As the health reputation of the Omega-3s grows, food manufacturers have explored the opportunity of fortifying everyday foods with Omega-3s. Omega-3 eggs are increasingly available; for example, bread fortified with 13mg of Omega-3 DHA per slice is now available in New Zealand and Australia. Malaysia has a cracker fortified with vitamins, minerals and both Omega-3 and Omega-6 EFAs and a similarly fortified margarine serves as a fine accompaniment.
In Sweden, a low fat liver pate is enriched with Omega-3, iron and vitamins. The Spanish can buy fruit juices fortified with milk, fiber, vitamins and Omega-3, and probiotic meal replacement bars, soups and milkshakes with Omega-3s. Finns market a blackcurrant juice with added Omega-6 and Omega-3 as ALA. This list is by no means comprehensive, particularly as it does not include the increasing number of infant milks, foods and supplements with added Omega-3 DHA.
As the advantages of regular intake of Omega 3 become more accepted in North America, the food processing and pharmaceutical industries will, no doubt, put more effort and funding into making these various supplements more readily available.
The problem with most meats nowadays is that they are mass produced, and grain-fed. Only grassfed meats -- not grainfed -- are foods containing omega 3 fatty acids.
One of the most important questions anyone can ask these days for their health is: what is the proper ratio of omega-3 to omega-6 oils?
The most common foods containing omega 3 fatty acids of the long chain variety are fish.

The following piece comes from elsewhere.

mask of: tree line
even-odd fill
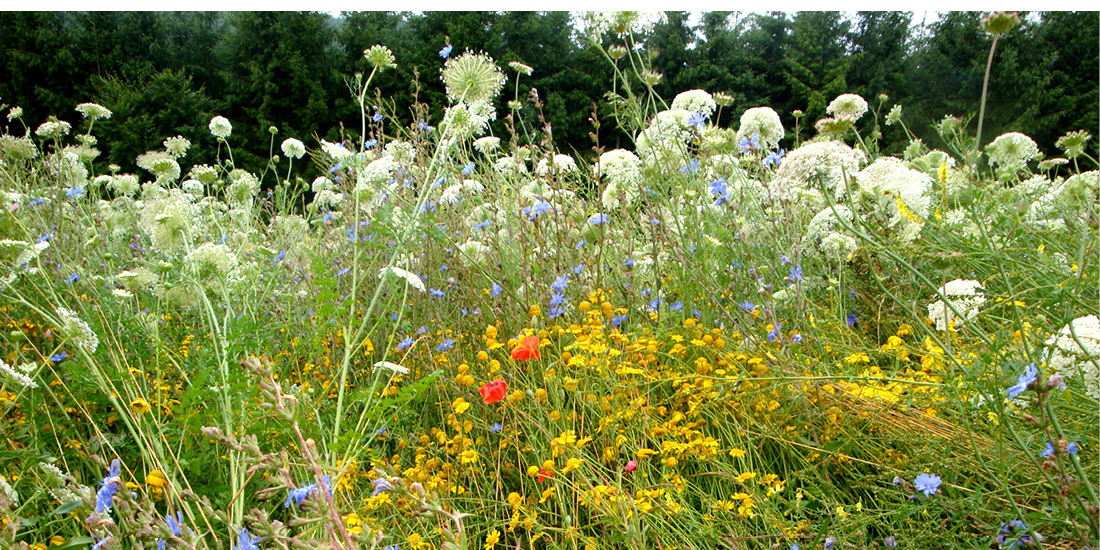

Because of mercury contamination risks, doctors and environmental experts make the following recommendations: avoid fish that come from the Atlantic Ocean which is particularly polluted.
In short, the ratio of omega-3 to omega-6 oils is way off kilter for optimal health.
First, let's address the cause of the rampant omega-3 deficiency. The first and foremost problem is the meats we eat. You see, because most animals are mass commercialized they are fed diets of grain and other unnatural substances.
Since the omega 3 foods list or foods containing omega 3 fatty acids is so short, an omega 3 supplement containing purified fish oil may be the best choice for a healthy diet.